The MRC is chosen as a case study due to its recent construction, low leakage rates, and its distinction as a separate pressure zone within the city. The water distribution network characteristics of the MRC in Iran are distinct due to the negligible impact of hydraulic difficulties on the urban water demand (UWD). Consequently, the flow rate data accurately represents the unadulterated UWD. According to the Ministry of Energy in Iran (2), the estimated daily per-capita water consumption of the MRC during the study period is around 288 L. This amount is approximately 68 L more than the national average and 12 L less than the water consumption in Tehran, the capital of Iran.
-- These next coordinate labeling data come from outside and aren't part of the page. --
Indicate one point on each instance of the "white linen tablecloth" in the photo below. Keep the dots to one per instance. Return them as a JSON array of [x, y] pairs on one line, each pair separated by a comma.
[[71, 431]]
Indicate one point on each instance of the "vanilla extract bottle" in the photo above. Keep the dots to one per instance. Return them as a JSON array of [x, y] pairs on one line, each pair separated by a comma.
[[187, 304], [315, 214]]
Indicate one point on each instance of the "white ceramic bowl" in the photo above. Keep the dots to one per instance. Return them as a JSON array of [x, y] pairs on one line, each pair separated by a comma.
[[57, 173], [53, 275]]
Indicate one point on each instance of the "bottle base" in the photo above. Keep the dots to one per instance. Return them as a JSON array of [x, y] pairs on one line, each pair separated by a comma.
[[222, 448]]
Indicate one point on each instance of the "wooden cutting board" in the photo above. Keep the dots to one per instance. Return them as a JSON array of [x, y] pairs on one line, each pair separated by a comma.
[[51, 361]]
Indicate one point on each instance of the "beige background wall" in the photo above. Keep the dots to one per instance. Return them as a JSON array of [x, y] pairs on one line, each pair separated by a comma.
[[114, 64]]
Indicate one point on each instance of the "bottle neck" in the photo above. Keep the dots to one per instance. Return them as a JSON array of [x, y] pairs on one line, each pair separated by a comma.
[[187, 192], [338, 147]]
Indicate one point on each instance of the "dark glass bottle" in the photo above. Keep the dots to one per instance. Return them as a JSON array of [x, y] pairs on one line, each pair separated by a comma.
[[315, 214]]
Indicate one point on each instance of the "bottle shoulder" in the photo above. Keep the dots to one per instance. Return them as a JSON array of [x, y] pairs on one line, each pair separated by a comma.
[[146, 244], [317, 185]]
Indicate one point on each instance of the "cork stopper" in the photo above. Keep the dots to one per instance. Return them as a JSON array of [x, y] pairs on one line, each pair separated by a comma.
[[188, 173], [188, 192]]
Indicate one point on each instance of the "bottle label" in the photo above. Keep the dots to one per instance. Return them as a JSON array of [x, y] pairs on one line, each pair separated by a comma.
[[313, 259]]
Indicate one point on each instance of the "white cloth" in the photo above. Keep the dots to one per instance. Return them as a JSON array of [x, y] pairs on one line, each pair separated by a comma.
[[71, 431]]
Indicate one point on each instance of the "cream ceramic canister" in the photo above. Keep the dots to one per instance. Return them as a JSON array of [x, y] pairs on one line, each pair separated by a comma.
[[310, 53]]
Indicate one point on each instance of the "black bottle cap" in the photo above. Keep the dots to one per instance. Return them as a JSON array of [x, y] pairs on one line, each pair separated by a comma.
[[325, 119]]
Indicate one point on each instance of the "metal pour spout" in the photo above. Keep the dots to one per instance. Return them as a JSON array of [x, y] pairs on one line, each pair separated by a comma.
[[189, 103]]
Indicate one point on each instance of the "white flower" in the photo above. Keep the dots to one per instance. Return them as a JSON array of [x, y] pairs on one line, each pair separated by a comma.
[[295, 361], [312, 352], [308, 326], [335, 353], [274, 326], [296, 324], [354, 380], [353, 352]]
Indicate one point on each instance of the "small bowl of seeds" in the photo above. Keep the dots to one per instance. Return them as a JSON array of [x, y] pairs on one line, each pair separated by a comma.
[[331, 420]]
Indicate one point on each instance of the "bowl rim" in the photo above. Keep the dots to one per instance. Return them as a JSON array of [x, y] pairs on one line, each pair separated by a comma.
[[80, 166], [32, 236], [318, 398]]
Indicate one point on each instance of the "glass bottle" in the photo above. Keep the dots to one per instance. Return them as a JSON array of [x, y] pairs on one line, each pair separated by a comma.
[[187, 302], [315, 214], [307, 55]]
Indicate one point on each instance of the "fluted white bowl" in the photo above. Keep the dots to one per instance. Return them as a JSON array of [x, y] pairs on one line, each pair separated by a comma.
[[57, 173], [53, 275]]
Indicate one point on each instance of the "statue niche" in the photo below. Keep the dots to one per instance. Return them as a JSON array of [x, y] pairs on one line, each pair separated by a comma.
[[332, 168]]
The complex encompasses an expansive green space spanning over 2 km² and accommodates over 3000 inhabitants, a significant portion of whom are those engaged in the profession of preaching Islam and cultural advocacy.

2.2. Technical Properties of the Distribution Network

The main water supply of the city is provided by Koucherey and 15 Khordad dams with a capacity of 207 and 165 MCM, respectively. Other water supply sources are groundwater, namely Aliabad wells and Qomrood wells. The water of MRC is supplied by a tank which is usually refilled every 24 hours.

2.3. Experimental Setup

The water flow data was received from the Water and Wastewater Company. The dataset is recorded every hour from May 13, 2016, to February 19, 2017, which is equal to a 6768-hour observation. Since there were only a few records of precipitation, rainfall occurrence, and amount were not used as explanatory inputs of the model.

The extraction of useful information from a large dataset has been thoroughly investigated in the literature (11). Input variable selection has been a significant challenge in any research related to the topic of prediction (12). To meet this challenge, the iterative input selection (IIS) algorithm was used to select the most relevant inputs describing the water demand dataset (13). This algorithm has proved to be capable of choosing the most appropriate and non-redundant input in several testing conditions (13).

2.4. Predictive Models

2.4.1. MLP Neural Network

One of the most widely applied architectures of ANNs is the multi-layer perceptron feedforward neural network (MFNN). This popularity may stem from the ability of MFNN to approximate any complex nonlinear system dynamics. This method is a supervised learning method that estimates and adjusts weights and biases to approximate the output from the given inputs. In each epoch, it reduces the error between the estimated and real output by minimizing the cost function. According to the literature, a three-layer MFNN (input layer, one hidden layer, and output layer) can approximate almost all types of system behavior (3,14).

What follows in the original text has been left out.